# If it's alright, I'd like to talk about technique.



## AdrianEastwind (Feb 19, 2007)

I'm looking around at all the stories here, and I'm actually quite impressed.  I was wondering: I'm getting into writing a little bit, and was trying to figure out where to start constructing my world.  How do you do it?  Do you do it character by character, do you do it by the places, do you do it by the events, or do you do it all at once, one by one?

Just trying to understand,
AdrianEastwind


----------



## Whizbang Dustyboots (Feb 19, 2007)

The Story Hours vary, so there's not really one answer. Some folks, like myself, are writing up logs or addendums to actual campaigns, in which their worlds and characters are defined before or during play. With other folks, who are doing fiction, the answer is probably more similar to what any other fiction author would give you.

If you're starting from scratch and not writing a log of a game, I'd start with whatever inspires you, create whatever shows that off to best effect and leave everything else out, except where it's necessary for the story to make sense.


----------



## Angcuru (Feb 20, 2007)

This actually pertains quite a bit to what I write.  I had a story hour up for a while following a mix of my own creative writing and Play by Post material (See Sig - A New Power), which tanked after a bit and the last update is me finished, having covered all game material and make a quick update using just my creative material to get back to that after having worked with other people for a few months.  I'm actually planning on getting some more writing done tonight, so I may have an update for that one soon.

It's essentially taking an idea I had for several characters, specifically two atypical Jedi showing up around the same time as Star Wars Episode 2 and giving it a go in writing.  There was a post or two with just creative introductory material, then it zooms forward several decades to post Episode 6 shortly after the events in the movie. At this point the players come into play and it becomes a recording of a PBP game.  There is some loose interaction with the core story of Star Wars and a few of its characters at points, largely as flashbacks between the PBP era and events of my own two characters.  

Lots of lightsaber fighting, new philosophies on the force and politics, and for a lengthy span our heroes are repairing their ships which have crashlanded on a planet inhabited seemingly exclusively by giant vegetation and voractious flesh-eaters.  This in top of landing on top of a new order of Force Users who have discarded the teachings of both Sith and Jedi and are beginning their make own presence felt in the Galaxy.  All the while a Rebel operative and a very strong-willed droid are sent on a covert mission in response to Rebel Intelligence spotting our heroes' distress signal, in the middle of previously uncharted space several light years from the Outer Rim.  Plus, the Empire caught wind of the same signal and are on their way to claim new territory, and 'remove' anyone who gets in their way.
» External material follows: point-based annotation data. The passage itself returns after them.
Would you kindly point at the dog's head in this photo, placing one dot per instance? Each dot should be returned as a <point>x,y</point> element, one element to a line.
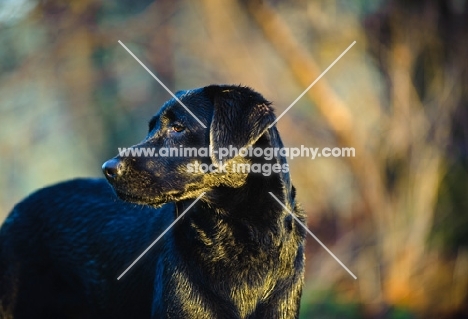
<point>179,158</point>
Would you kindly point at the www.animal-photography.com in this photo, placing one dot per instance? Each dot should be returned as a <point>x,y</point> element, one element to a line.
<point>233,159</point>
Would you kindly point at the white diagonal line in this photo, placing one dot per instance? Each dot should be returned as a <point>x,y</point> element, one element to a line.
<point>315,237</point>
<point>160,236</point>
<point>313,83</point>
<point>162,84</point>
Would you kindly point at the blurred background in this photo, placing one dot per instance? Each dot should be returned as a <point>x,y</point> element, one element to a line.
<point>396,214</point>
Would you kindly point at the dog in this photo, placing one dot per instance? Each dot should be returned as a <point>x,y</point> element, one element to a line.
<point>236,253</point>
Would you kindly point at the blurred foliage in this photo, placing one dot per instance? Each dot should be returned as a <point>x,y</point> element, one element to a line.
<point>396,214</point>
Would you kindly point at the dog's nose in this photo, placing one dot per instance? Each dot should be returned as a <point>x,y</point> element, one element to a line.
<point>112,168</point>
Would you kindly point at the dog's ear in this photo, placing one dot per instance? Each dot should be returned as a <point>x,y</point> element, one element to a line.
<point>240,117</point>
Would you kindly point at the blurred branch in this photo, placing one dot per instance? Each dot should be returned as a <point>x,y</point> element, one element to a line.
<point>331,107</point>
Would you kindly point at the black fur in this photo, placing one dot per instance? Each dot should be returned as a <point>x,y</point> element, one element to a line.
<point>236,254</point>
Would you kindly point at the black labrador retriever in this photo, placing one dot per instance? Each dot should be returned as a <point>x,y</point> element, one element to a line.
<point>237,253</point>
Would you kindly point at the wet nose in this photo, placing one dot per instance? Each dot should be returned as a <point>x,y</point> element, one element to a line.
<point>113,168</point>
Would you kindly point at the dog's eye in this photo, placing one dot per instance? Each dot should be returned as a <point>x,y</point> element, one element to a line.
<point>177,128</point>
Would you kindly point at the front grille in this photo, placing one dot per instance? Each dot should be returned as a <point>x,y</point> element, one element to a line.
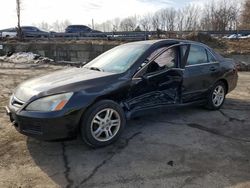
<point>33,129</point>
<point>16,102</point>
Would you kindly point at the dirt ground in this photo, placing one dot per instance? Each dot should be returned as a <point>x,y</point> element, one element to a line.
<point>188,147</point>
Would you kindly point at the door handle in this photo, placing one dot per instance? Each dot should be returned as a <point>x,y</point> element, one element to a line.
<point>212,69</point>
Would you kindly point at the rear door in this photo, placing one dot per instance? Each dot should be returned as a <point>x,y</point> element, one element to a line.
<point>201,71</point>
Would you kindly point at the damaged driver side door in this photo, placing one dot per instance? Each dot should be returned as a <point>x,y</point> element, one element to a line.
<point>158,81</point>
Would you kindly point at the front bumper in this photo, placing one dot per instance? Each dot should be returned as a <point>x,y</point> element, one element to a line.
<point>45,126</point>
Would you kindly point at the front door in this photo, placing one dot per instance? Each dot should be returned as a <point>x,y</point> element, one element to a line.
<point>158,81</point>
<point>200,73</point>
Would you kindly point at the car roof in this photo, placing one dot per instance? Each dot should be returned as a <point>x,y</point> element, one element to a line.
<point>77,26</point>
<point>167,41</point>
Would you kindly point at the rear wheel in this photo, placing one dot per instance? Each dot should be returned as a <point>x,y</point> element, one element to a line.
<point>216,96</point>
<point>102,123</point>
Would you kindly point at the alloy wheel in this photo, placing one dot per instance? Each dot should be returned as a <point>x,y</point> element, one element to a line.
<point>218,96</point>
<point>105,124</point>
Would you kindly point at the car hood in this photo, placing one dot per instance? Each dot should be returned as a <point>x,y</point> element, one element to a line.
<point>60,81</point>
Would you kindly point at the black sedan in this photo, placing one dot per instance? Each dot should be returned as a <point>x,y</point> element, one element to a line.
<point>129,80</point>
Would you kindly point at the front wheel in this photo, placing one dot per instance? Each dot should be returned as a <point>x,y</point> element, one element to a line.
<point>102,124</point>
<point>216,96</point>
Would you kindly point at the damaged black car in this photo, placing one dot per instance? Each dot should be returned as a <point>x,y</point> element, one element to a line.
<point>96,100</point>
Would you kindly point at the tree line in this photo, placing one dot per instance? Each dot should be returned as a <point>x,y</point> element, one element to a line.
<point>215,15</point>
<point>219,15</point>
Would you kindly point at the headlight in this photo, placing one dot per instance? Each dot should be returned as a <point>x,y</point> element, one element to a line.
<point>51,103</point>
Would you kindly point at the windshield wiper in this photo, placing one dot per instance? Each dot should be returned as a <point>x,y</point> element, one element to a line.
<point>96,68</point>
As far as just making something up, I just take an existing world and give it my own touch, though I have been developing an entirely new world based off of my own ideas.  Gonna be a while before there's enough there to write something with.


----------



## el-remmen (Feb 21, 2007)

Check the "How to Write a Story Hour" link in my sig.  It is one man's opinion, but between it and the comments by others in that same thread you should be able to find something useful.

I know some of the points in the essay address some of your questions regarding background material included. . .


----------



## talien (Feb 21, 2007)

Amen.  El-Remmen speaks wisely.


----------